L'expérience ultime serait celle d'un pur Dasein : le soleil du solipsisme existential confinant à
l'autisme pur & simple reste seul à briller, à la différence près que tout
monde ou corrélat s'étant effondrés, demeure pur désert. Mais pur ça n’a pas le
sens. Et alors ? Est-ce une objection si c'est bien tout ce qu'il y a ? Il faut
bien l'affirmer : ce qui se passe se
passe même de sens. S'il y en avait un déjà prêt avant de se passer (et de se
transmettre), il ne se passerait rien. De même, il n’y a jamais vraiment eu de
débat sur la réalité du monde extérieur (personne n’en a jamais douté un
instant), parce que là n'est pas la question ; elle porte plutôt sur le
sens de l'extériorité. En posant l’existant comme pur dehors, Heidegger
raturait définitivement toute extériorité autre.

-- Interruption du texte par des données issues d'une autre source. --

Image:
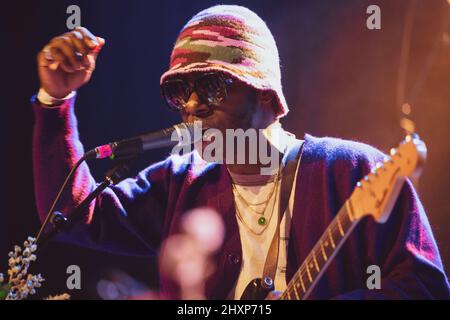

Si le Dasein ne peut-être que hors de soi, c'est-à-dire auprès du monde
extérieur dont il se soucie, que pourrait-il bien y avoir hors de lui qui lui
soit adressé, à prendre et apprendre en
propre ? Incapable de répondre, mon Dasein se « trouve » de
nouveau perdu entre deux dehors différents mais toujours sans intérieur ; je ne
dis pas sans personne intérieure, car il y a bien quelqu’un, ne serait-ce que
celui ou celle qui trace les lettres « présentes », alors que,
« dehors », la lumière commence à tomber sur les oiseaux, le train,
etc. Mais ce quelqu'un qui semble indéniablement ou peut-être juste diablement
être là, il n'a pas de chez soi, nulle part où aller ni habiter, nulle part
d'autre que chez moi, ce qui est bien embarrassant parce que je ne suis pas
bien sûr de savoir où c’est, chez moi. Au contraire des choses, qui sont ici ou
ailleurs, quelqu'un, celui ou celle qu’il faut présupposer habiter là, n’est ni d’ici ni d'ailleurs, et ce
n'est pas rassurant du tout. C'est vous, c’est moi, et ce n'est ni vous ni moi.
Remplacez-vous ou moi par n'importe quel autre nom ou pronom, pourvu que la
structure se répète à l'identique : la division qui sépare le même du
même, et qui fait que le même, c’est le même en n’étant jamais identique à soi.
La formule de l’identité de ce quelqu’un qui habite à la place de soi (qui n’en
a pas à soi) donne aussi celle de l’affolement de tout sujet : pour être
égal à soi, il lui faut être infiniment inégal.